Republished: Software Patents Raised Again in the UK

Originally Published on Benscomputer.no-ip.org November 2007

 

No, it's not MS doing it, but the issue of Software Patents is being raised again in the UK. Four small companies are raising the issue at the High Court, claiming that the current UK laws do not fall in line with EU rules, and are therefore stifling innovation.

The Register carries some details on this but the short version on the story is that these companies do not believe that the ban on patents for disks and downloads is correct. As they correctly state, Copyright protection does not grant the protection that a patent does, but I believe this is a good thing. Patent law in the US has caused the rise of the 'patent troll', companies that create nothing but patents, and then sue other companies for infringing their patents.
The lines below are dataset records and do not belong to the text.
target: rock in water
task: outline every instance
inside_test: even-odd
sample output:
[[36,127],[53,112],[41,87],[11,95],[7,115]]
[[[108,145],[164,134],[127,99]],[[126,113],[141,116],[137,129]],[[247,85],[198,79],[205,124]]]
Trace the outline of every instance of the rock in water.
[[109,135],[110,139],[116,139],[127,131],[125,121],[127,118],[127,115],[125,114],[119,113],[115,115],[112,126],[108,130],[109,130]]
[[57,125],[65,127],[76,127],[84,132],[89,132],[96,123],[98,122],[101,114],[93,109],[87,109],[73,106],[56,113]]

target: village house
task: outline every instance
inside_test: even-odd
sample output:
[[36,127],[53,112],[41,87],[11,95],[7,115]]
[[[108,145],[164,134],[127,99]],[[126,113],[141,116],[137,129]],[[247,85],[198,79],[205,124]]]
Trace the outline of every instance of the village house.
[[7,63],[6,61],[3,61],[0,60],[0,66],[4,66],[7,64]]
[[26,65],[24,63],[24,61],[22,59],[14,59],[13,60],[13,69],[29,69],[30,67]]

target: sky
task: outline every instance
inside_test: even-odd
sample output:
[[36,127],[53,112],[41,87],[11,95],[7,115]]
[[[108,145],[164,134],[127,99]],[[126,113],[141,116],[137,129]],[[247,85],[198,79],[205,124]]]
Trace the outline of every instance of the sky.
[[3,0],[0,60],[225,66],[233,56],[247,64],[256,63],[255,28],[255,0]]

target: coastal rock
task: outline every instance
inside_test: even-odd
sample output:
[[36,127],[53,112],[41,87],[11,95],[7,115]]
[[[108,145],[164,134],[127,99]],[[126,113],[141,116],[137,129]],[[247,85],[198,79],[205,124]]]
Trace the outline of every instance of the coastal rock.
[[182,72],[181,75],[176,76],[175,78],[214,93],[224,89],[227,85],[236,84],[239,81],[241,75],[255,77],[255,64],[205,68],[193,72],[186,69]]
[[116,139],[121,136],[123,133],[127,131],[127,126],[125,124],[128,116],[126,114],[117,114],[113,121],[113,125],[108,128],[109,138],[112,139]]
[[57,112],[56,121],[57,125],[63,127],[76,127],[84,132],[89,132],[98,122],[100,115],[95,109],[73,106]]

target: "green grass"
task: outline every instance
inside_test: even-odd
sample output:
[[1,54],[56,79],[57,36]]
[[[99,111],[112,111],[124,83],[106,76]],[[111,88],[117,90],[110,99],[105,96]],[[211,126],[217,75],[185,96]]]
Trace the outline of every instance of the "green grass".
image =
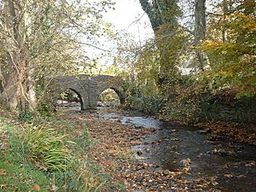
[[32,165],[18,165],[15,162],[0,160],[0,189],[4,192],[30,191],[33,184],[38,184],[41,191],[50,189],[50,182],[46,175],[40,170],[35,169]]
[[85,153],[98,142],[89,137],[85,125],[58,116],[29,121],[1,118],[0,139],[2,133],[8,148],[0,148],[0,191],[34,191],[34,184],[44,192],[53,188],[58,192],[108,191],[110,178],[91,168],[96,165]]

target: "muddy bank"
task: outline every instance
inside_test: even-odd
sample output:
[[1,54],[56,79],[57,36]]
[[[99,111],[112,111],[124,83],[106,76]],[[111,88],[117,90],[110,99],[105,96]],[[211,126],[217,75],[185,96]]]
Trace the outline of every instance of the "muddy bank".
[[253,191],[253,147],[152,118],[78,111],[67,118],[86,122],[101,141],[90,154],[126,191]]

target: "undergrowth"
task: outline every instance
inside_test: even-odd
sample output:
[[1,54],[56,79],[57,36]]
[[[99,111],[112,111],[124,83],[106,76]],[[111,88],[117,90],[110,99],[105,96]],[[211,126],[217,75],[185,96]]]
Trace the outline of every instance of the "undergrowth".
[[108,191],[109,180],[90,168],[86,150],[98,141],[85,125],[57,115],[21,120],[0,119],[0,191]]

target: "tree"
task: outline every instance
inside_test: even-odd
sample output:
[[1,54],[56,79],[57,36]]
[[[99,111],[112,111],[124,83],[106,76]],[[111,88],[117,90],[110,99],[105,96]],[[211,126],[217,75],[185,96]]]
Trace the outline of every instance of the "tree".
[[87,61],[79,51],[83,39],[101,35],[102,12],[111,4],[110,1],[93,4],[76,0],[2,1],[2,105],[22,113],[34,110],[36,83],[49,74],[73,71]]
[[[206,40],[207,19],[206,19],[206,0],[195,1],[195,46],[201,45]],[[199,68],[204,70],[207,65],[207,56],[201,50],[196,50],[199,61]]]
[[216,89],[229,87],[237,94],[255,94],[256,3],[225,0],[216,9],[218,14],[212,16],[209,26],[214,31],[201,46],[211,61],[207,77]]

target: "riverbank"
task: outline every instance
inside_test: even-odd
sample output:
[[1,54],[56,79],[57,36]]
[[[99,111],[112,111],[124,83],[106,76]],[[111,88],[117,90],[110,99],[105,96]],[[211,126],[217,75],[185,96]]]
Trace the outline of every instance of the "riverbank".
[[[254,156],[245,148],[247,147],[229,140],[222,141],[221,134],[216,135],[218,132],[208,135],[210,131],[197,131],[195,130],[196,127],[172,122],[157,129],[154,125],[156,119],[135,117],[135,119],[152,120],[148,125],[154,127],[143,127],[130,124],[132,118],[129,114],[124,116],[121,111],[116,112],[116,115],[113,113],[113,111],[59,110],[51,118],[26,123],[17,120],[15,116],[1,113],[9,116],[1,119],[2,125],[5,126],[1,129],[0,155],[3,160],[0,162],[1,189],[6,192],[13,189],[37,191],[39,186],[38,191],[61,192],[87,186],[90,189],[82,191],[92,192],[98,189],[98,191],[106,192],[233,192],[228,189],[234,189],[235,183],[236,185],[241,183],[243,189],[242,183],[251,189],[247,183],[254,181],[256,165]],[[112,119],[105,118],[106,115]],[[124,122],[130,125],[125,125]],[[54,129],[55,136],[70,141],[65,143],[73,159],[76,159],[78,173],[83,173],[83,181],[73,183],[77,181],[74,174],[63,183],[63,177],[57,178],[56,175],[49,174],[50,172],[45,170],[41,161],[38,164],[24,154],[19,159],[18,150],[15,151],[17,155],[13,155],[12,160],[7,159],[6,154],[13,149],[10,148],[12,134],[9,127],[13,127],[12,131],[17,135],[23,136],[23,131],[32,124],[36,127],[40,124],[45,129]],[[156,135],[158,137],[148,139]],[[151,157],[145,156],[145,154],[159,159],[159,163],[151,162],[148,160]],[[166,162],[166,166],[163,166],[161,160],[164,164]],[[26,164],[28,166],[20,166]],[[16,177],[16,173],[20,176]],[[62,173],[65,177],[67,174]]]
[[65,118],[86,122],[90,136],[100,141],[89,154],[102,167],[101,172],[109,173],[112,181],[119,188],[119,191],[218,191],[214,189],[216,178],[212,177],[193,181],[184,178],[191,169],[189,160],[184,160],[181,162],[183,168],[173,172],[162,169],[157,164],[137,160],[131,147],[143,144],[142,139],[154,133],[154,128],[124,125],[119,119],[111,121],[75,111],[67,113]]

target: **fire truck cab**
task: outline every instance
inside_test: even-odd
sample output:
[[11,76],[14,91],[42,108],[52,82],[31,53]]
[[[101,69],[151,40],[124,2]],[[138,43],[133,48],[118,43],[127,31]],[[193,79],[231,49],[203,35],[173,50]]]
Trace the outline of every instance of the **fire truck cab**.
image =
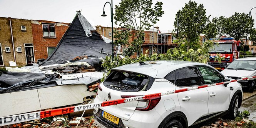
[[[208,64],[219,70],[224,70],[233,60],[239,58],[241,42],[233,37],[211,38],[214,42],[214,48],[209,51],[209,61]],[[221,63],[216,61],[219,55],[223,58]]]

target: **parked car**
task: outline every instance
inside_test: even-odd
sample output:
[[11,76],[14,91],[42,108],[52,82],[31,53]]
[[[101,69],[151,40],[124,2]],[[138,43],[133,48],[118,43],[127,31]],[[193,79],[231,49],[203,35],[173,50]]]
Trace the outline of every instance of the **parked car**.
[[[230,80],[204,63],[180,61],[142,63],[112,69],[99,86],[94,102]],[[101,128],[187,128],[224,115],[234,119],[242,97],[241,85],[235,82],[96,108],[93,115]]]
[[[221,71],[224,75],[237,80],[256,75],[256,57],[248,57],[238,59],[231,63]],[[250,79],[239,81],[243,89],[253,92],[255,88],[256,80]]]

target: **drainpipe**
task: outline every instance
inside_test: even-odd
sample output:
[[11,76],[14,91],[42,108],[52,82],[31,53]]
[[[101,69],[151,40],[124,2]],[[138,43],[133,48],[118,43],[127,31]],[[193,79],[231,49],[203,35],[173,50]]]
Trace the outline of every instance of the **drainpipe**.
[[16,57],[15,55],[15,49],[14,48],[14,43],[13,42],[13,36],[12,35],[12,22],[11,22],[11,19],[9,19],[10,25],[11,27],[11,34],[12,35],[12,48],[13,50],[13,56],[14,57],[14,62],[16,63]]

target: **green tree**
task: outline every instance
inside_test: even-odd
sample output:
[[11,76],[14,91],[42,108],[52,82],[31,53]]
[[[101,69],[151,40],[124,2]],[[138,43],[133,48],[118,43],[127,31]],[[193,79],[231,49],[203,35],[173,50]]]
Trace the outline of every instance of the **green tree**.
[[[185,38],[187,41],[187,50],[188,51],[192,42],[196,42],[198,35],[203,32],[206,22],[209,17],[207,17],[206,10],[203,4],[197,3],[195,2],[189,1],[188,3],[185,3],[182,10],[179,10],[176,14],[174,26],[175,30],[177,31],[177,21],[179,15],[178,38]],[[198,45],[197,43],[194,45]]]
[[243,13],[236,12],[227,18],[224,24],[225,33],[236,40],[246,37],[246,32],[250,32],[254,25],[253,19],[251,17],[249,17],[248,15]]
[[[130,29],[116,32],[117,38],[115,43],[127,46],[125,52],[128,56],[137,51],[141,55],[144,30],[149,30],[153,24],[159,21],[159,18],[164,13],[162,10],[162,4],[161,2],[157,2],[152,7],[152,0],[122,0],[119,5],[115,5],[115,24]],[[127,41],[132,37],[134,39],[129,43]]]

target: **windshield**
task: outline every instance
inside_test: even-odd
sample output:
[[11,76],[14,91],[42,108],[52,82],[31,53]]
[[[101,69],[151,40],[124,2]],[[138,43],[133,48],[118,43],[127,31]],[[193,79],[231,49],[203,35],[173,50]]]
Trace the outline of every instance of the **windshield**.
[[214,45],[214,48],[211,50],[211,52],[216,53],[232,53],[232,44],[223,44],[220,43],[219,46],[217,44]]
[[228,67],[227,69],[242,70],[255,70],[256,68],[256,61],[235,60]]

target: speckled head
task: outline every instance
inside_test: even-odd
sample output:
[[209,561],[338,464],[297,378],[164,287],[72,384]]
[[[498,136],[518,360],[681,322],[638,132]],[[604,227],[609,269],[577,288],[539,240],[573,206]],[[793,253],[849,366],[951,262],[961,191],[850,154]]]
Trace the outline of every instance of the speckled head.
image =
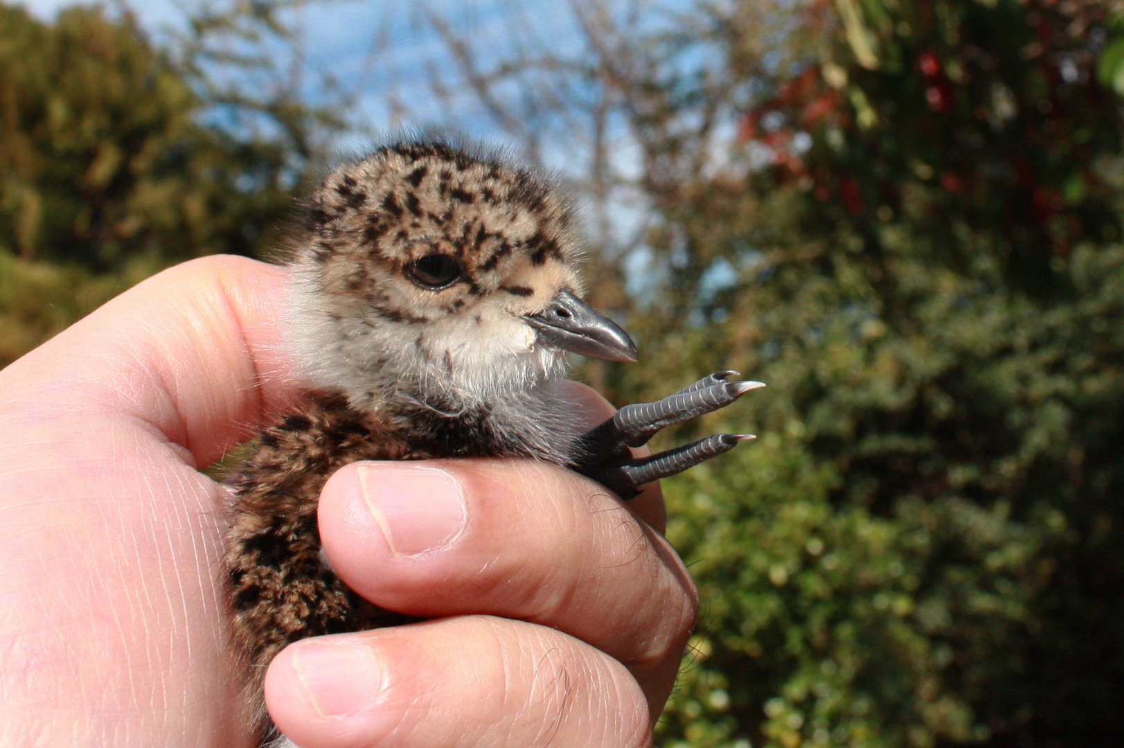
[[573,208],[542,175],[439,141],[389,145],[311,198],[289,348],[355,407],[490,403],[562,375],[565,346],[529,323],[580,296],[581,260]]

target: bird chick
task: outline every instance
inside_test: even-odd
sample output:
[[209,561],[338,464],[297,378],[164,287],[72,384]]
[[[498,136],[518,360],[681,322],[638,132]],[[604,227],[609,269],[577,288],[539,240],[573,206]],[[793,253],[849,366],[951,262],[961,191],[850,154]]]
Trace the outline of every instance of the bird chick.
[[635,361],[628,335],[581,299],[572,206],[495,155],[441,141],[379,148],[311,197],[291,263],[287,345],[307,389],[233,476],[227,533],[233,634],[263,745],[270,660],[305,637],[407,622],[355,595],[320,551],[317,499],[356,460],[527,457],[622,497],[726,451],[716,434],[632,459],[663,426],[760,382],[718,372],[581,433],[545,385],[577,352]]

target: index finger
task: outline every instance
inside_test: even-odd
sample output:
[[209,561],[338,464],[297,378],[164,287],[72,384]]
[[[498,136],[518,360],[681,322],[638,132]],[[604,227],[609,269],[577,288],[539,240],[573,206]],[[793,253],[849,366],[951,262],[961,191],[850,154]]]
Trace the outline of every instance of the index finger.
[[229,255],[170,268],[10,364],[0,416],[124,414],[209,465],[293,395],[285,277]]

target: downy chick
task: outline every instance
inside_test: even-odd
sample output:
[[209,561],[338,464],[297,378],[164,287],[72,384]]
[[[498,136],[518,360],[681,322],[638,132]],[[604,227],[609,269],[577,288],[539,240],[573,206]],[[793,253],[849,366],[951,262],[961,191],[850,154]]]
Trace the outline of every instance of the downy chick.
[[234,640],[263,741],[270,660],[317,634],[407,622],[351,592],[320,552],[317,499],[356,460],[506,456],[578,469],[619,495],[726,451],[716,434],[632,460],[628,445],[759,382],[718,372],[581,433],[544,385],[568,351],[635,361],[582,300],[572,206],[541,175],[442,141],[384,146],[311,197],[292,260],[288,348],[307,390],[232,478]]

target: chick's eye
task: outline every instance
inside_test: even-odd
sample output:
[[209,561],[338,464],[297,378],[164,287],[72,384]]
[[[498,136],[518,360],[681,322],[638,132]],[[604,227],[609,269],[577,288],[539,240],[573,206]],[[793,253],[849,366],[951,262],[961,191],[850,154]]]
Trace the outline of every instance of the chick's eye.
[[406,274],[418,286],[437,290],[461,278],[461,263],[447,254],[434,252],[406,265]]

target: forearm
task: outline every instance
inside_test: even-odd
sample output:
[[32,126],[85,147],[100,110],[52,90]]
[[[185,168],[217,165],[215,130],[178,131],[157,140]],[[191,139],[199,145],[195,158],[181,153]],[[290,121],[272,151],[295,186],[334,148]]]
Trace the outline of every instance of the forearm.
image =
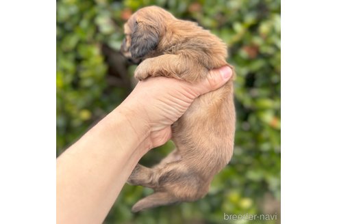
[[147,127],[117,109],[57,159],[58,223],[102,223],[150,144]]

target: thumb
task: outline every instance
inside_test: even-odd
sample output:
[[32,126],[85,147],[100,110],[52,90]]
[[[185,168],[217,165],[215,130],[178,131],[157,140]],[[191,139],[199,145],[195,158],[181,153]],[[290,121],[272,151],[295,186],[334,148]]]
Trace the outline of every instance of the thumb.
[[202,95],[220,88],[229,80],[233,71],[229,66],[211,70],[207,77],[197,84],[195,87],[199,95]]

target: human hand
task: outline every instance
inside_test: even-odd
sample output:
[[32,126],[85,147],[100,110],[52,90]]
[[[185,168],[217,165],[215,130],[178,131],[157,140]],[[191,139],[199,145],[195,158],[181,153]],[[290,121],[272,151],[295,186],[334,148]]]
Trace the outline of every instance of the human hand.
[[119,110],[130,123],[142,122],[147,127],[150,148],[158,147],[171,139],[171,124],[195,98],[217,89],[232,75],[231,68],[224,66],[210,71],[205,80],[194,84],[161,76],[149,78],[138,82]]

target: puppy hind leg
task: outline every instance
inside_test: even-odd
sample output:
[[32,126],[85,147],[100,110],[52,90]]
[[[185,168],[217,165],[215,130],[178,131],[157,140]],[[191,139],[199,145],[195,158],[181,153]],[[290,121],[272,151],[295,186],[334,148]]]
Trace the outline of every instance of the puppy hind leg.
[[147,208],[166,206],[177,201],[178,200],[167,192],[155,192],[136,203],[132,206],[132,212],[138,212]]
[[173,151],[170,152],[165,158],[162,159],[160,163],[155,165],[153,168],[160,168],[162,166],[166,165],[167,163],[172,162],[175,162],[182,159],[182,156],[179,153],[177,149],[175,149]]

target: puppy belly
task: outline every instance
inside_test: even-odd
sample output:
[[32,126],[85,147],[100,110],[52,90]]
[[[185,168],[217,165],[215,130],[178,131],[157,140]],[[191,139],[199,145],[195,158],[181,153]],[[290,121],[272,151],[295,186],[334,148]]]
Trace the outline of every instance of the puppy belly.
[[173,141],[184,164],[203,177],[218,173],[233,154],[235,109],[224,87],[201,96],[173,125]]

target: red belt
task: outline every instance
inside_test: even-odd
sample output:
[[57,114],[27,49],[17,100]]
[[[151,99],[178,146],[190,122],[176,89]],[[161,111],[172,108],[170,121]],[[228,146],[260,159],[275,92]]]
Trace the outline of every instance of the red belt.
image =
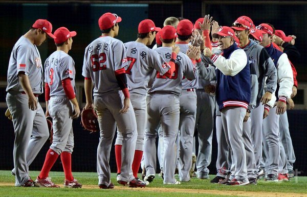
[[[21,92],[21,94],[27,94],[26,93],[26,92]],[[38,97],[39,95],[39,94],[34,94],[33,93],[33,94],[34,95],[34,96],[35,96],[35,97]]]

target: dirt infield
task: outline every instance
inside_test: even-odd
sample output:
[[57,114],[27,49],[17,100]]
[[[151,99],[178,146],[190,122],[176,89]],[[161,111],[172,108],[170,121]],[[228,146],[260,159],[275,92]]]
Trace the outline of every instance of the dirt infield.
[[[14,186],[13,183],[1,183],[0,186]],[[83,185],[83,189],[98,189],[97,185]],[[220,194],[228,196],[268,196],[268,197],[307,197],[307,194],[297,193],[280,193],[266,192],[253,192],[246,191],[229,191],[229,190],[203,190],[191,189],[179,189],[179,188],[165,188],[159,187],[147,187],[145,188],[131,188],[126,187],[116,187],[114,189],[122,190],[141,190],[150,191],[158,192],[180,192],[185,193],[203,193],[206,194]]]

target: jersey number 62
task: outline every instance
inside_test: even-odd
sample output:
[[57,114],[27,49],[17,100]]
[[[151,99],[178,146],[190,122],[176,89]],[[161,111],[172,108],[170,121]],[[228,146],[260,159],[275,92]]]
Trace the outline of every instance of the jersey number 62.
[[93,71],[96,72],[98,70],[106,69],[106,65],[103,64],[105,61],[106,61],[106,55],[104,53],[101,53],[99,55],[97,54],[91,55]]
The mess in the US should be enough to tell everyone that software patents are bad, bad news. Many believe the patents themselves stifle innovation, there are just so many patents filed (many of them obviosu things) that you cannot create anything without risking infringing upon someone elses patents. This is not a situation we want to see in the UK, software is not an invention. It may be difficult to write, it may 'invent' a new concept, but at the end of the day it is nothing more than a set of instructions telling a device how to act.
If the software for a washing machine had been patentable, then there could only be one brand legally selling washing machines in the UK. This would have left the consumer paying far more than in todays reasonably competitive market.

The whole concept of patents was to encourage innovation, by allowing you to maintain a government approved monopoly on your invention for some time. Where software is concerned, the opposite happens, people are wary of starting or releasing new projects in case a patent has already been granted. Hopefully the High Court will find against the plaintiffs, but until then, things are going to be tense in many programmers houses.